TNR Watch May 28, 2026
TNR Watch: Canceling RightsCon is not Transnational Repression, But It Is an Attack on Transnational Civil Society
The cancellation of RightsCon by Zambian authorities—reportedly in response to Chinese government pressure—is not an act of transnational repression (TNR), but it achieves goals of TNR such as discouraging free expression and bullying activists.
Under pressure: In late April, the digital rights organization Access Now announced that its annual RightsCon conference scheduled to take place in Lusaka, Zambia, from May 5 to May 8 had been called off due to pressure from the Chinese government.* The announcement came after Zambian officials had abruptly backtracked on their commitment to host the event—considered the premier civil society gathering on human rights and technology—because Chinese government officials reportedly objected to planned discussion of China’s digital authoritarian practices and the participation of Taiwanese activists. In a statement, Access Now said it was unwilling to “moderate specific topics and exclude communities at risk, including our Taiwanese participants, from in-person and online participation.”
The cancelation of RightsCon, which was set to bring together over 2,600 individuals from more than 100 countries, was not an act of transnational repression. Chinese authorities did not intimidate, seek to harm, or prevent travel by mainland Chinese dissidents or members of targeted diasporas such as Uyghurs. It was, however, the expression of a particularly dangerous form of malign foreign influence that aims to disrupt activists working across borders to generate democratic momentum. Like many forms of transnational repression, pressuring Zambian authorities to exclude Taiwanese participants or silence conversations about digital repression is an effort to project the Chinese Communist Party’s political vision far outside China’s borders.
Attacking activism beyond borders: Chinese authorities are not alone in seeking to break the bonds that connect activists and civil society organizations around the world. Ugandan and Kenyan security services carried out a rendition of 36 Ugandan civil society activists attending a July 2024 leadership seminar in Kenya. A Ugandan court later accused them of visiting Kenya to “to provide or receive terrorist training.” In May 2025, Tanzanian law enforcement similarly deported former Kenyan Justice Minister Martha Karua and two colleagues who had traveled to Tanzania to monitor the court case of imprisoned opposition leader Tundu Lissu, alongside Tanzanian civil society colleagues. Tanzania’s expulsion of the three blocked opportunities for knowledge and information sharing between domestic civil society and foreign representatives.

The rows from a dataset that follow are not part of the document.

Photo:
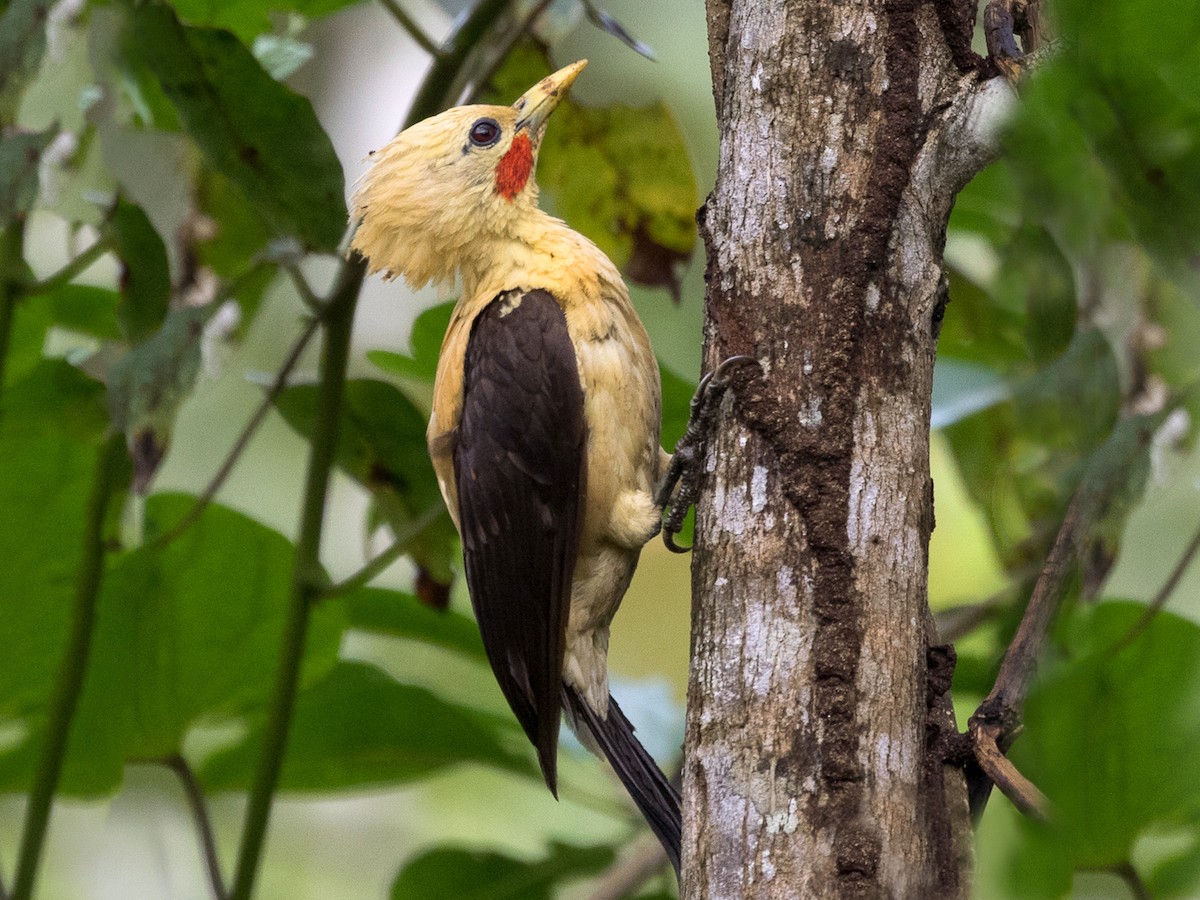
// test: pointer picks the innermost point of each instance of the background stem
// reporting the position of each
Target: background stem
(72, 670)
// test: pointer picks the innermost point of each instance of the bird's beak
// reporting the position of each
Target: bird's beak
(539, 101)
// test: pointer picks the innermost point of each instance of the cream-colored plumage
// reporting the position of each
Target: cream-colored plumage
(430, 210)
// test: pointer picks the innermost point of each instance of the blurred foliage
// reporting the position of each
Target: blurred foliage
(1069, 340)
(618, 174)
(448, 874)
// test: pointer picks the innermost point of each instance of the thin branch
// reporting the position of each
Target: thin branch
(72, 667)
(1021, 657)
(243, 442)
(623, 880)
(958, 622)
(435, 93)
(315, 304)
(199, 809)
(505, 46)
(1018, 789)
(306, 575)
(395, 551)
(406, 22)
(76, 267)
(1162, 597)
(997, 718)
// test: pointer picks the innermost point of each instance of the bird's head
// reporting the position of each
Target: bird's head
(451, 181)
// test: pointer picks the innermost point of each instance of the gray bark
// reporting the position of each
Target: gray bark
(819, 700)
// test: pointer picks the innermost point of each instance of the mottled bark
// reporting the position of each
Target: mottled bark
(819, 699)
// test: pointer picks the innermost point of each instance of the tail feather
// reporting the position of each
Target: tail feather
(642, 778)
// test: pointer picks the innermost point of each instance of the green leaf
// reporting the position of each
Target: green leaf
(400, 615)
(1036, 275)
(250, 18)
(382, 437)
(148, 385)
(450, 873)
(1107, 141)
(1177, 876)
(1074, 401)
(250, 127)
(1103, 730)
(381, 444)
(22, 45)
(145, 274)
(19, 155)
(185, 634)
(677, 394)
(239, 232)
(619, 175)
(84, 309)
(425, 341)
(358, 726)
(963, 389)
(49, 425)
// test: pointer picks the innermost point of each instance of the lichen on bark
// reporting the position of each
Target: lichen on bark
(814, 729)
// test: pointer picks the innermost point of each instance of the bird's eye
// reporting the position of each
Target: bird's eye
(485, 132)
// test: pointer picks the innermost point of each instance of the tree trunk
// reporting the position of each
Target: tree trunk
(819, 702)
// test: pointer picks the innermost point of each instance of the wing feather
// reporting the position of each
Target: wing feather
(520, 467)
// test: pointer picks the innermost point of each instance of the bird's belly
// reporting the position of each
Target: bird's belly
(622, 407)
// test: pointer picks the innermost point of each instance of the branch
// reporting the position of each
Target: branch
(199, 810)
(307, 579)
(646, 861)
(73, 268)
(395, 551)
(406, 22)
(315, 304)
(243, 442)
(1017, 670)
(1018, 789)
(480, 82)
(995, 723)
(306, 574)
(958, 622)
(72, 667)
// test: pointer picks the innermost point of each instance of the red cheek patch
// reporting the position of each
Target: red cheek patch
(515, 167)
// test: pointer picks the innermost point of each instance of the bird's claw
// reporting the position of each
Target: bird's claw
(681, 484)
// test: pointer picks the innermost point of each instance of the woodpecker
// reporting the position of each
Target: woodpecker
(545, 424)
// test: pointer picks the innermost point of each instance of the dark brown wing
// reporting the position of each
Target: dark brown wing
(520, 471)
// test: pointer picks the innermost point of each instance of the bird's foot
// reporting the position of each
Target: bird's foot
(681, 484)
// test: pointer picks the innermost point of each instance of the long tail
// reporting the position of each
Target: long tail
(642, 778)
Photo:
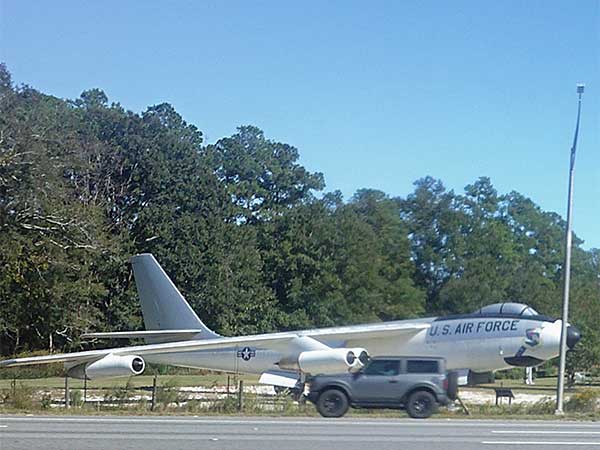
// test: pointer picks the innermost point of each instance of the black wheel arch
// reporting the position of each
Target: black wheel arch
(421, 387)
(337, 387)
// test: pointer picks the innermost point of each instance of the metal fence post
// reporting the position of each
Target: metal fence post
(84, 390)
(153, 402)
(67, 400)
(241, 396)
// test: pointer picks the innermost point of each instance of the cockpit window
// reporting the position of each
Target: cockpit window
(508, 308)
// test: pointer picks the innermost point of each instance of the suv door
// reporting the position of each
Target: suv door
(378, 382)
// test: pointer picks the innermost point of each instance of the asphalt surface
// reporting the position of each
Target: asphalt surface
(150, 433)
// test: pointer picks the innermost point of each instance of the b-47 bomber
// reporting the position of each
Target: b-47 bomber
(495, 337)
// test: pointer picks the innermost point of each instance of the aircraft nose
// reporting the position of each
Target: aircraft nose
(573, 336)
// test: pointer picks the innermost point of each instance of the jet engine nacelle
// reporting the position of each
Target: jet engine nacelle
(110, 366)
(331, 361)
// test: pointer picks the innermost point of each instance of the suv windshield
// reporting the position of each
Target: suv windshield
(382, 367)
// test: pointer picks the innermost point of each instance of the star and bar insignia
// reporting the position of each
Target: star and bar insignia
(246, 353)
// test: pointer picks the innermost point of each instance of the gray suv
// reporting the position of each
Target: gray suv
(417, 384)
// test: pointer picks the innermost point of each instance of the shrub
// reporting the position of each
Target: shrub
(21, 397)
(585, 401)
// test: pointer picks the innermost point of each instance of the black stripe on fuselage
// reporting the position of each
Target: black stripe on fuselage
(538, 317)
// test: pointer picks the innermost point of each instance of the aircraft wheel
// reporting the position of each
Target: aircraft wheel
(332, 403)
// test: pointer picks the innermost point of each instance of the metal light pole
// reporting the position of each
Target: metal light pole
(563, 335)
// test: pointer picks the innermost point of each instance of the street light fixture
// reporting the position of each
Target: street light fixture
(560, 389)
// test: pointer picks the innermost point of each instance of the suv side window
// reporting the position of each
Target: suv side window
(384, 367)
(421, 366)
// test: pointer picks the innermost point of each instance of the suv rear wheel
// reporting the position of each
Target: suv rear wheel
(332, 403)
(421, 405)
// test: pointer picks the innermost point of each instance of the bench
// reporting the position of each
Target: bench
(504, 393)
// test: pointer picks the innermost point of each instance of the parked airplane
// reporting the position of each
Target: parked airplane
(495, 337)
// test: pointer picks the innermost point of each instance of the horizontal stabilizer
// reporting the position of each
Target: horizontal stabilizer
(154, 335)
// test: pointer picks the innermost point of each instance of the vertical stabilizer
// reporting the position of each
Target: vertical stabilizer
(163, 306)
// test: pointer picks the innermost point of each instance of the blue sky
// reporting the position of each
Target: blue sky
(373, 94)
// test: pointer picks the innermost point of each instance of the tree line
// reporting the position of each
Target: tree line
(250, 236)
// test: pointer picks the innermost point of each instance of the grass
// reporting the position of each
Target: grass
(32, 395)
(212, 379)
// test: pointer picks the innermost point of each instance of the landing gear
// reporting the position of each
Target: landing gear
(296, 393)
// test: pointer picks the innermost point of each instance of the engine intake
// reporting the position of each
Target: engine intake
(110, 366)
(331, 361)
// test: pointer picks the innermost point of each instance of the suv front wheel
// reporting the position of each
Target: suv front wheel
(332, 403)
(421, 405)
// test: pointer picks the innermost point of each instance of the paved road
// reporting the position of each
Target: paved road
(216, 433)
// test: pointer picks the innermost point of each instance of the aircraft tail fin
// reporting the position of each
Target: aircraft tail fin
(163, 306)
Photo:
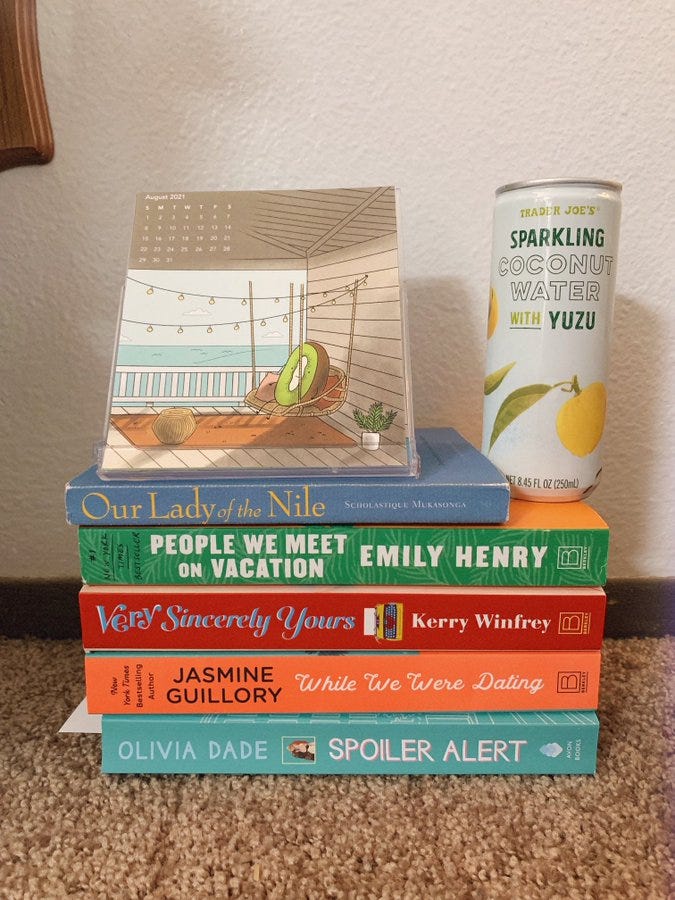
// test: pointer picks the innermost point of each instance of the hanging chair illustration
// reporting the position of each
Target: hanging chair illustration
(308, 384)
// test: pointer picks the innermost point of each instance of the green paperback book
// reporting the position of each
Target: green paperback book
(497, 743)
(542, 544)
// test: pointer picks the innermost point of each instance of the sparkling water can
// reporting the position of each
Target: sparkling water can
(554, 257)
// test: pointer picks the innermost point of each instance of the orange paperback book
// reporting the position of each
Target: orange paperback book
(444, 681)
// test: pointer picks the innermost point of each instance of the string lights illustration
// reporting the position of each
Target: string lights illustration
(330, 297)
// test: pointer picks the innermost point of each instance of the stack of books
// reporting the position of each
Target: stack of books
(341, 625)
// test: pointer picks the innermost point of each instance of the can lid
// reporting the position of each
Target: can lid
(553, 182)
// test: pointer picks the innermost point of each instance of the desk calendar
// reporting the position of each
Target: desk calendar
(262, 331)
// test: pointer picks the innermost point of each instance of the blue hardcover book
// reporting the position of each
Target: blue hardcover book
(457, 485)
(485, 743)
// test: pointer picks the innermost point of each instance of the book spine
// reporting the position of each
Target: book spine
(288, 503)
(341, 619)
(453, 555)
(353, 682)
(445, 745)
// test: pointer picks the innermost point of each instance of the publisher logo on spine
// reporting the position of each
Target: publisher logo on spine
(573, 556)
(572, 682)
(574, 623)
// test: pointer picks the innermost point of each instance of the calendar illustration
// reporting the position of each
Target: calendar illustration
(261, 332)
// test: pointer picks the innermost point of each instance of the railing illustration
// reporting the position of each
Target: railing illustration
(189, 386)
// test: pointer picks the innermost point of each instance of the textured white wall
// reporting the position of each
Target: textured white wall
(445, 100)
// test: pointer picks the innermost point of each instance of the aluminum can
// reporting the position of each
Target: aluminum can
(554, 258)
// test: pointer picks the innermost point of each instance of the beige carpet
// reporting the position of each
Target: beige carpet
(66, 831)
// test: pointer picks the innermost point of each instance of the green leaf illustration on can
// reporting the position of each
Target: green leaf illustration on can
(517, 402)
(580, 421)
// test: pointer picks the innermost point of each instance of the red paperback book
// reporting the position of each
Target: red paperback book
(342, 618)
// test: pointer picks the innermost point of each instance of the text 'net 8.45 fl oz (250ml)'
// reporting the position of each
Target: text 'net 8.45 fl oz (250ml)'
(550, 314)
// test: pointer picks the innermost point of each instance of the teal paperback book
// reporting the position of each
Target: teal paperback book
(481, 743)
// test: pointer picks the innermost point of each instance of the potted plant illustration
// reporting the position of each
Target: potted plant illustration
(372, 423)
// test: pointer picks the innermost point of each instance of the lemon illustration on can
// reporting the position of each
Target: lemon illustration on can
(581, 419)
(493, 312)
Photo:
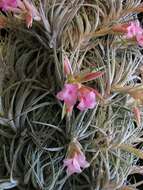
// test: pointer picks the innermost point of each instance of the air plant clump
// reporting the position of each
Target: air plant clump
(71, 84)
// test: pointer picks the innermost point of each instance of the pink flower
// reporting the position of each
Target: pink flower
(133, 29)
(75, 163)
(139, 38)
(67, 66)
(31, 13)
(87, 99)
(69, 94)
(7, 5)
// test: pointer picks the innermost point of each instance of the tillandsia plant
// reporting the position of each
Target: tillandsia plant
(71, 87)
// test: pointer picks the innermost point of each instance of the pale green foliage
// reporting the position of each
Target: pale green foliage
(34, 139)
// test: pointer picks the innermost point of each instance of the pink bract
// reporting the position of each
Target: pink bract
(75, 164)
(87, 99)
(69, 94)
(7, 5)
(139, 39)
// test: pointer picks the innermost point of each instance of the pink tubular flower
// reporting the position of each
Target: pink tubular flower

Resolve: Countries that host civil society convenings or shelter exiled dissidents are likely to continue facing diplomatic and economic pressure from autocrats to abandon their commitments. To maintain their resolve, they require support and solidarity from fellow democratic governments—in the form of greater diplomatic ties and expanded trade and investment, as well as humanitarian assistance. These are long-term commitments that reaffirm the value of global membership in a community of democracies. In the short term, a new host is urgently needed for RightsCon so that this important event for coordination on the most crucial issues facing rights in the digital space can take place, and so that a powerful message can be sent to the Chinese Communist Party and other perpetrators of transnational repression: you cannot silence us.
*Freedom House had planned to attend RightsCon in Lusaka, Zambia.